Darat vs. Laut: Kesenjangan yang Sangat Besar
Selama bertahun-tahun, para ilmuwan telah berjuang untuk mengukur mikroplastik di atmosfer karena keberadaannya di mana-mana dan ukurannya yang sangat kecil (antara satu mikron dan lima milimeter). Perkiraan baru ini didasarkan pada analisis 2.782 pengukuran dari 283 lokasi global. Studi tersebut menemukan konsentrasi rata-rata 0,08 partikel per meter kubik di darat, dibandingkan dengan hanya 0,003 partikel per meter kubik di laut. Hal ini menunjukkan bahwa emisi dari daratan mendominasi polusi mikroplastik di atmosfer, sebuah temuan yang secara signifikan mengubah asumsi sebelumnya.
Mengapa Ini Penting: Menjembatani Kesenjangan Pengetahuan
Perkiraan mikroplastik di atmosfer sebelumnya sangat bervariasi (misalnya, dari 0,004 hingga 190 partikel per m3 di sepanjang pantai Tiongkok). Kesenjangan antara data lama dan temuan baru menunjukkan tidak dapat diandalkannya metode pemantauan yang ada. Andreas Stohl, penulis utama studi ini, menjelaskan bahwa meskipun ketidakpastian masih ada, penelitian ini telah mempersempit kisaran kemungkinan angka emisi. Pelacakan yang akurat sangat penting karena mikroplastik mudah tersebar oleh angin dan hampir tidak mungkin dihilangkan dari lingkungan.
Implikasi di Masa Depan
Para peneliti berharap pekerjaan mereka akan menjadi dasar untuk penelitian masa depan yang lebih rinci. Metode yang ada saat ini kesulitan mendeteksi partikel terkecil, dan standar pengukuran global yang lebih baik sangatlah penting.
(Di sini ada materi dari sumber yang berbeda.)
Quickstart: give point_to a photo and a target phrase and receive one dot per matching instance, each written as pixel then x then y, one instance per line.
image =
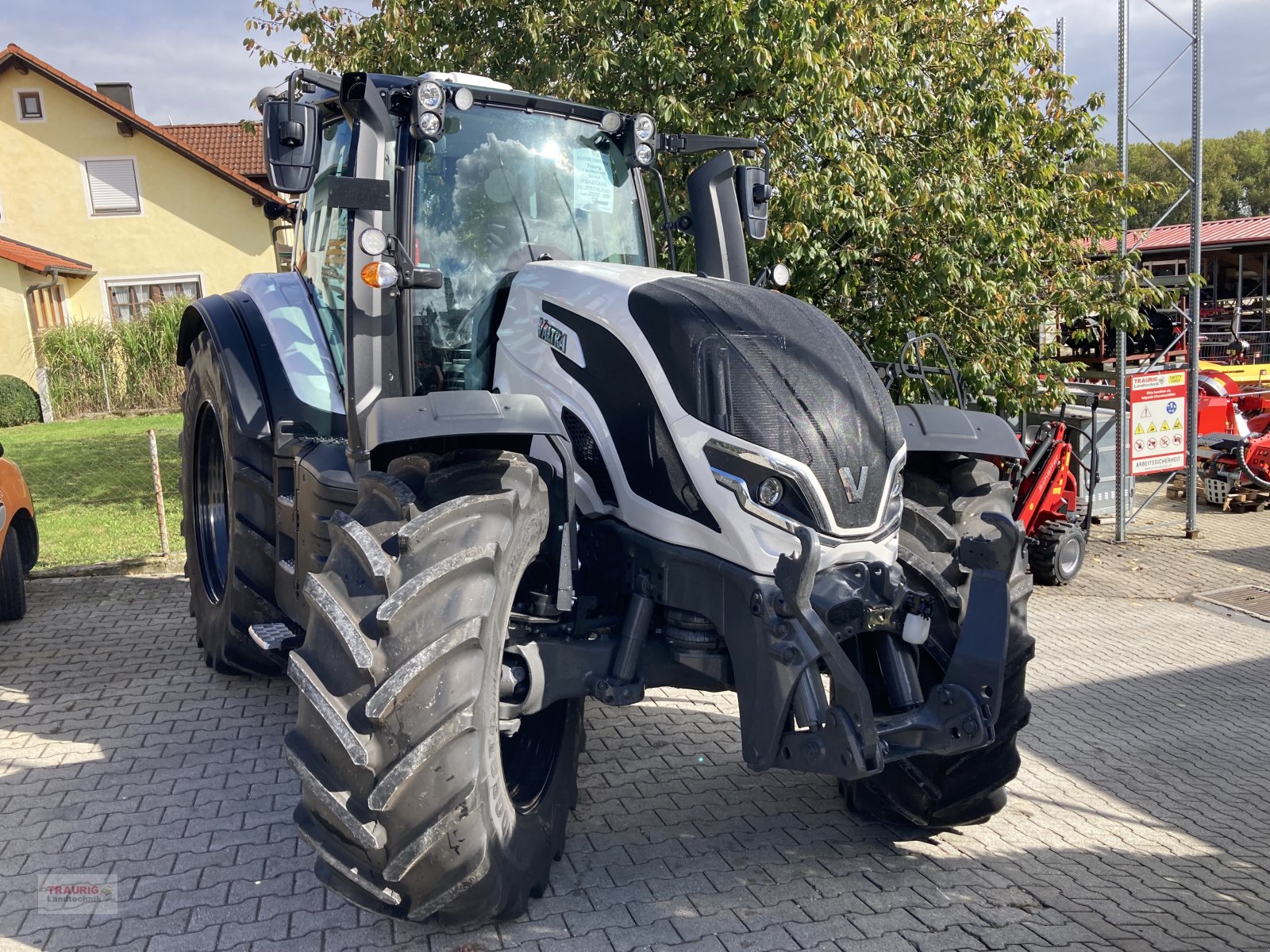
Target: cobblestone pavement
pixel 1140 820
Banyaknya mikroplastik yang memasuki atmosfer menimbulkan kekhawatiran mengenai kesehatan pernafasan, dampak ekosistem, dan dampak lingkungan jangka panjang.
Pemantauan yang akurat terhadap polusi mikroplastik bukan lagi sekadar upaya akademis; ini adalah langkah mendasar untuk melindungi kesehatan manusia dan planet.
Temuan ini menjadi pengingat bahwa krisis plastik tidak hanya terjadi di lautan, bahkan hingga ke udara yang kita hirup.